The man is a vile piece of shit.

WaterOffADucksCrack Fri 19-Jun-20 08:37:36

Everyone else has said how bad his behaviour is.
My example of the car journey is typical. Why on earth would you put your children at risk by allowing them to get in a car with him?!

LorenzoVonMatterhorn Fri 19-Jun-20 08:37:46

He does this a lot of the time, doing things to put me on edge and make me scared.

He sounds abusive.

Jkslays Fri 19-Jun-20 08:38:56

www.google.co.uk/amp/s/www.mirror.co.uk/news/uk-news/flip-flops-wedged-pedals-caused-7936313.amp

A nine year old girl died in her fathers car after he crashed it wearing flip flops.

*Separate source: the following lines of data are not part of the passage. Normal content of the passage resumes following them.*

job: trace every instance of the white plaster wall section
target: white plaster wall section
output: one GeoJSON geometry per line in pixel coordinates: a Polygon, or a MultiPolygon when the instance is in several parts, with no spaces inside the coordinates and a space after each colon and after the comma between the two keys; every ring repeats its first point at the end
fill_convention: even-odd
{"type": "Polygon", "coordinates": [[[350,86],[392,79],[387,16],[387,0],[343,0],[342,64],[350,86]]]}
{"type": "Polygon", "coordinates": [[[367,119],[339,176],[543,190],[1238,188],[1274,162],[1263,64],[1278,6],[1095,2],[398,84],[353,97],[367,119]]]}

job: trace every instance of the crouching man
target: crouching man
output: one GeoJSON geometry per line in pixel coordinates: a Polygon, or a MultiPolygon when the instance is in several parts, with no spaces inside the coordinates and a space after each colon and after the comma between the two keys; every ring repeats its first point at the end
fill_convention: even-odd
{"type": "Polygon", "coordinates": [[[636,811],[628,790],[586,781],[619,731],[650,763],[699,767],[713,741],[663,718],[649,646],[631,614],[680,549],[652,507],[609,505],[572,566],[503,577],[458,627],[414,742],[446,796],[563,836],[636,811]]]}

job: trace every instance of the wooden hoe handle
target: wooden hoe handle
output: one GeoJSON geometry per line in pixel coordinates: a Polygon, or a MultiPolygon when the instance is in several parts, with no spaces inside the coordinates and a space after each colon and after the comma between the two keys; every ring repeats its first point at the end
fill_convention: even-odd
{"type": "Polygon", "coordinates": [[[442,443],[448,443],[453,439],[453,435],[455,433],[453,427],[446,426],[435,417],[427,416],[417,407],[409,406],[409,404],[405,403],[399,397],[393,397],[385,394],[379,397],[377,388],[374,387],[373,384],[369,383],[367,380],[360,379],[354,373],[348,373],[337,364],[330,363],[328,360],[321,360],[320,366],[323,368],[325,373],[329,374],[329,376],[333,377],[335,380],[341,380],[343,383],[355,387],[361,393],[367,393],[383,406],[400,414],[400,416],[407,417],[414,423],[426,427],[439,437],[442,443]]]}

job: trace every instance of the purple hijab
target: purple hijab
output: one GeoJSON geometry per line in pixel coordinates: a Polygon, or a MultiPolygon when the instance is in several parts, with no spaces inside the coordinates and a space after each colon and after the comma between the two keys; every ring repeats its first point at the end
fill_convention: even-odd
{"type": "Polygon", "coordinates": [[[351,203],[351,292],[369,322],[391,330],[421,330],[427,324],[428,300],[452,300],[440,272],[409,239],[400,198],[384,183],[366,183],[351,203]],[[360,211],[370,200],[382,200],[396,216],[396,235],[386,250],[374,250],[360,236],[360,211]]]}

He really isn’t right in the head. He gets pleasure from pissing about on a motor way knowing full well what you’ve been through. He’s going to end up killing some one. What a dickhead

HumphreyCobblers Fri 19-Jun-20 08:40:07

So he enjoys your fear and puts your children at risk.

What a horrible man

wttaf Fri 19-Jun-20 08:40:19

It's funny that PP mentioned spiders as I am terrified of them. He will tell me that he just saw a massive spider and doesn't know where it went.
Whether he actually did or not I don't know.

Does he have any good qualities? I'm starting to wonder 😢

OP’s posts: |
arethereanyleftatall Fri 19-Jun-20 08:41:27

Mind, I've learnt something this morning. I had no idea you weren't allowed to drive in flip flops or bare feet. My exdh, South African, often does it, as do all his friends. They'll leave the house to go shopping often with no shoes.

pickingdaisies Fri 19-Jun-20 08:41:38

OP it's definitely not you, he's being deliberately cruel. And he's putting your family and others, at risk just to terrify you. I am scared for you and your children, because he doesn't care.